Deze stomme, blinde, dove, levenloze menselijke producten zijn niet anders dan een weergave van het denken van hun makers. Daarom zullen de makers ervan aan hen gelijk worden (Ps 135:18). “Al wie op hen vertrouwt”, iedereen die deze stomme afgoden aanbidt en ook maar iets van hen verwacht, zal net zo stom, blind, doof en levenloos worden als zij. Dat is met het volk Israël gebeurd (Js 43:8; Jr 5:21). Dit is in het algemeen de toestand van de mensheid in de eindtijd (Op 9:20).

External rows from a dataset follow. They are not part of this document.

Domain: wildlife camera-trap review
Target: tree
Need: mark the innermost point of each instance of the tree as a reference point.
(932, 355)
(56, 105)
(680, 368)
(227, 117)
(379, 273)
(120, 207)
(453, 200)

Oproep om de HEERE te loven

De psalm eindigt met een viervoudige oproep om de HEERE te loven (Ps 135:19-20). De oproep is gericht aan het hele “huis van Israël”, het “huis van Aäron” (Ps 135:19), het “huis van Levi” en ieder “die de HEERE vreest” (Ps 135:20). Deze oproep komt overeen met eerdere oproepen (Ps 115:9-11; Ps 118:2-4), waaraan hier nog het “huis van Levi” wordt toegevoegd.

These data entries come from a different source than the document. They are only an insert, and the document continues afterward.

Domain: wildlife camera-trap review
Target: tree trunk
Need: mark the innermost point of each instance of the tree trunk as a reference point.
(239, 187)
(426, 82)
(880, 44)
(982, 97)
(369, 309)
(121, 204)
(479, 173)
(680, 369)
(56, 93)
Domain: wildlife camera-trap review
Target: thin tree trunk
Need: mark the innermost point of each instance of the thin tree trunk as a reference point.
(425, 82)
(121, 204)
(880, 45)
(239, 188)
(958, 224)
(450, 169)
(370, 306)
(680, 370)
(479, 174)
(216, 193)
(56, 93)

Psalm 134 begint ook met deze oproep om de HEERE te loven, letterlijk ‘te zegenen’. Zegenen wil zeggen goede dingen zeggen over de HEERE, Hem loven door woord en daad, door te laten zien dat je vertrouwen volkomen op Hem gesteld is. Psalm 135 begint met de oproep om de HEERE te prijzen – een ander Hebreeuws woord dan in Psalm 134 – en eindigt met een viervoudig oproep Hem te loven, te zegenen, zoals in Psalm 134. De oproep aan “u die de HEERE vreest”, betekent dat ook degenen uit de volken die de HEERE vrezen worden opgeroepen om samen met Israël de HEERE te loven.

Dit loven van de HEERE gebeurt “vanuit Sion” (Ps 135:21), want Sion is het centrum van aanbidding. Daar bevinden zich de groepen die in de vorige verzen zijn genoemd. Zij loven nu de HEERE vanuit Zijn tegenwoordigheid. De HEERE is daar. Hij woont “in Jeruzalem”, in Zijn tempel.

De rechtvaardige eindigt de psalm zoals hij die is begonnen (Ps 135:1), met een jubelend “halleluja”. Daarmee zegt hij dat de psalm van begin tot eind een lofpsalm is.